Al-Radhi is one of many Iraqi refugees who call Northern Virginia home. Vu Dang, regional director at the International Rescue Committee’s Suburban Resettlement Center, which helped resettle the family, said Iraqi admissions in 2008 have increased rapidly.
“By far, the Iraqis are making up the majority of our clients,” he said.
The Office of Refugee Resettlement said the United States has resettled 60,192 refugees this year. Of those, 13,823 were Iraqis, 536 of whom have resettled in Virginia. That’s an increase from 2007, when 48,281 refugees came to this country, 1,605 of whom were Iraqis and 64 of whom settled in Virginia.
[Refugees International is pushing Obama to agree to over 100,000 Iraqi refugees for FY09]
Transition to life in Northern Virginia has not been without challenges.
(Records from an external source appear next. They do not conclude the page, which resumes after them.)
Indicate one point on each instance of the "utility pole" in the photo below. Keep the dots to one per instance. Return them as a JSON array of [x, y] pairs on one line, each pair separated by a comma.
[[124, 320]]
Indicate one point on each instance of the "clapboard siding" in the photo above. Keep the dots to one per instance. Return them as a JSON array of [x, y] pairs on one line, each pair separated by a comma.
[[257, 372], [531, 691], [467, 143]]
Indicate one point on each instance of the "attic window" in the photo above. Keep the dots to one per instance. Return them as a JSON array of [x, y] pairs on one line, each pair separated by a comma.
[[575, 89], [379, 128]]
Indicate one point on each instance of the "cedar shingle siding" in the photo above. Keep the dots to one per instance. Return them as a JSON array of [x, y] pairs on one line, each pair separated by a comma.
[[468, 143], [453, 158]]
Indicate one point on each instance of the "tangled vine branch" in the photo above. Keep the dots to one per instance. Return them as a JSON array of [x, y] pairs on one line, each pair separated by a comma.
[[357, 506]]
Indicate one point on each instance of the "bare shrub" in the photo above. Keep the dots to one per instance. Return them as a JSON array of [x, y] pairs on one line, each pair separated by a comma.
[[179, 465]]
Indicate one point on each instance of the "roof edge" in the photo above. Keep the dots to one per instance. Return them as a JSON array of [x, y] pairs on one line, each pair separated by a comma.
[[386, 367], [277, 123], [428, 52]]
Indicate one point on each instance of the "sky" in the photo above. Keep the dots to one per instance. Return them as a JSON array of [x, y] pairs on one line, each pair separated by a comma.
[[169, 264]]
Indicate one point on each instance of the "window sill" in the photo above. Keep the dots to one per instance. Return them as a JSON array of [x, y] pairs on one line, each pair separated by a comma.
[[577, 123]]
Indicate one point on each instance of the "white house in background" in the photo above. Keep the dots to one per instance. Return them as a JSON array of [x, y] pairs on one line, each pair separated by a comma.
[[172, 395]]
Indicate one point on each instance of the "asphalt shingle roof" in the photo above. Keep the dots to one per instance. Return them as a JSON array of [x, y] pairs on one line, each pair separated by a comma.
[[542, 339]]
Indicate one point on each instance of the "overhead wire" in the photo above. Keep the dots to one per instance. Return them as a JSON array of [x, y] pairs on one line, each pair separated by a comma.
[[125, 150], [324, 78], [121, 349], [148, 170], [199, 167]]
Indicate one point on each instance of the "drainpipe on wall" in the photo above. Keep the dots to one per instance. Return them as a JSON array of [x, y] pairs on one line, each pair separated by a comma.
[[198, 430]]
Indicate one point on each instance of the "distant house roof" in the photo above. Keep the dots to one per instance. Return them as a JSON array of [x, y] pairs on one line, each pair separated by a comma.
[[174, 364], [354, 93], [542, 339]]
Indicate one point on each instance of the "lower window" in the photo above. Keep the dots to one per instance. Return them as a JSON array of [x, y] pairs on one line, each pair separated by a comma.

Al-Radhi’s asylum was not approved until May, leaving him and his family waiting for months, unable to work legally or establish themselves. Dang said the process is “a very, very long wait . . . you can’t go to work, and you’re living day-by-day, wondering whether or not the government is going to deny your case and then deport you back to Iraq to your certain death.”
However, there are no jobs for this 60-year old former judge and his extended family members.
Al-Radhi and his family have received a great deal of assistance from groups such as the International Rescue Committee and a local law firm that took up their case pro bono. Despite the generosity they’ve received, one major problem lingers: employment.
This next comment is puzzling. If they didn’t get jobs through competition, how did they get them? Connections? Bribery? What?
Americans “deal with us as if we are equal to them, which is a very good thing, but at the same time it’s not really a good thing because they want us to act as Americans. To get a job, I have to compete with you . . . which is absolutely different from the way we get jobs in Iraq,” his son-in-law said.
* We have jobless Iraqis in Arizona, Maryland, New Hampshire,Virginia, New York, Michigan, Ohio, Georgia, Idaho, and Connecticut (so far!).